Not trying to discourage, but everyones log always starts out looking just like that. Just like OnTopTheGame said---see what that list looks like after the first week. Cutting phases are the worst bro. Good luck.


----------



## drenchedfitness (Jan 27, 2012)

I hope you get to have a variety of choices aside from eggs.


----------



## RedWindsor (Jan 27, 2012)

if your BF% is that high im sure you can drop a solid 20lbs or so just by following a good work out regiment with a clean diet... although im sure a rigidly structured diet like that would be good for you after a week or 2 if you decide it sucks you might get discouraged and quit... 

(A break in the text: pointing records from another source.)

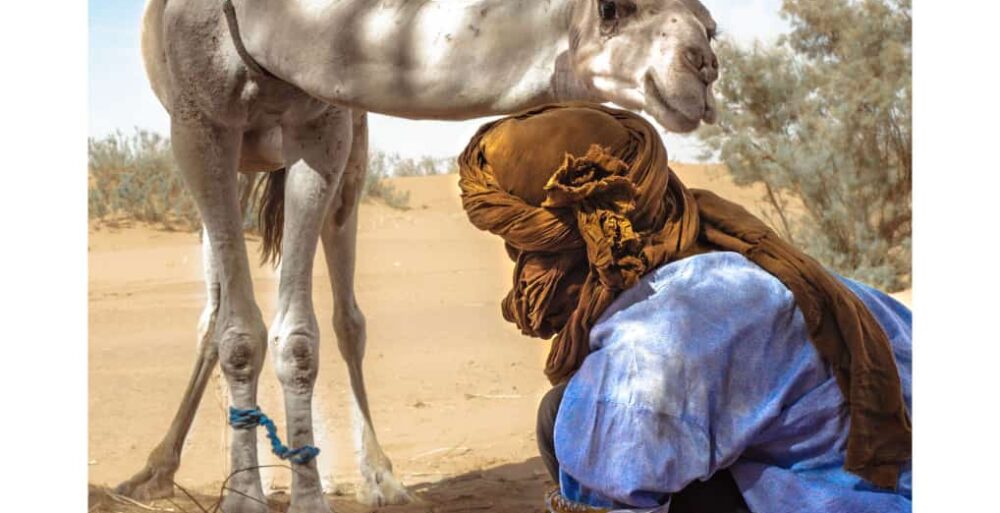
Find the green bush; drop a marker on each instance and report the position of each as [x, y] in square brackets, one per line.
[135, 177]
[823, 119]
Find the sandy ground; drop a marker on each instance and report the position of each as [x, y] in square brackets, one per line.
[453, 387]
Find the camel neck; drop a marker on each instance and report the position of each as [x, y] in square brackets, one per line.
[446, 59]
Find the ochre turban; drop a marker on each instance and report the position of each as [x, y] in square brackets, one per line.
[584, 198]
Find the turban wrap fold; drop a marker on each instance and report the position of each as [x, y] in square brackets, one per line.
[586, 203]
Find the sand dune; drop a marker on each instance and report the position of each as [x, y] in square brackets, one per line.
[453, 387]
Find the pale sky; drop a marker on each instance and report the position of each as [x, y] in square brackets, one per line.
[120, 97]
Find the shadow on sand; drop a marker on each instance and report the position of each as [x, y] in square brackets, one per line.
[509, 488]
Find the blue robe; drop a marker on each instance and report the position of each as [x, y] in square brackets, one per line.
[706, 364]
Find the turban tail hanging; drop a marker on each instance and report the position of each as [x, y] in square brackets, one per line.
[584, 198]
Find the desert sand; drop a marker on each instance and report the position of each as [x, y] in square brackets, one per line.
[453, 387]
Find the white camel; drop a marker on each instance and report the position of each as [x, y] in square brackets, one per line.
[285, 85]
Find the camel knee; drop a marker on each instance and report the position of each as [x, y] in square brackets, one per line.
[349, 325]
[297, 361]
[241, 353]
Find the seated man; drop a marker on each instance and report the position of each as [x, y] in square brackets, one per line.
[700, 362]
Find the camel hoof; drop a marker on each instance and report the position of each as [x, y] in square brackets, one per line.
[152, 482]
[313, 503]
[244, 503]
[381, 488]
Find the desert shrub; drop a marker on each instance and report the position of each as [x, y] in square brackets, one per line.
[382, 165]
[135, 177]
[822, 118]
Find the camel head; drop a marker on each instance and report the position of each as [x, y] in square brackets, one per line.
[649, 55]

Why not start off by estimating how much you can eat in a day and be with in your calories allowed for cutting then take it from there example i know i can eat
2lbs of chicken
4oz of tuna fish (with one of those premixed salad bags)
4oz Yam
4 hardboiled eggs

and ill still have a couple 100 calories left on the table if i wanted to snack on something like muenster cheese or what ever

throw in some nice heavy weight lifting moves squats deadlifts benchpress shoulderpress stuff like that plus some HIIT cardio after work outs and on days off im sure you'll shed weight fast


----------



## charley (Jan 27, 2012)

.....Yo lifter...............i'm trying the 'anabolic diet'.....starting week 4........its a slow loss.........but its working......6lbs in 3 wks..................[google it]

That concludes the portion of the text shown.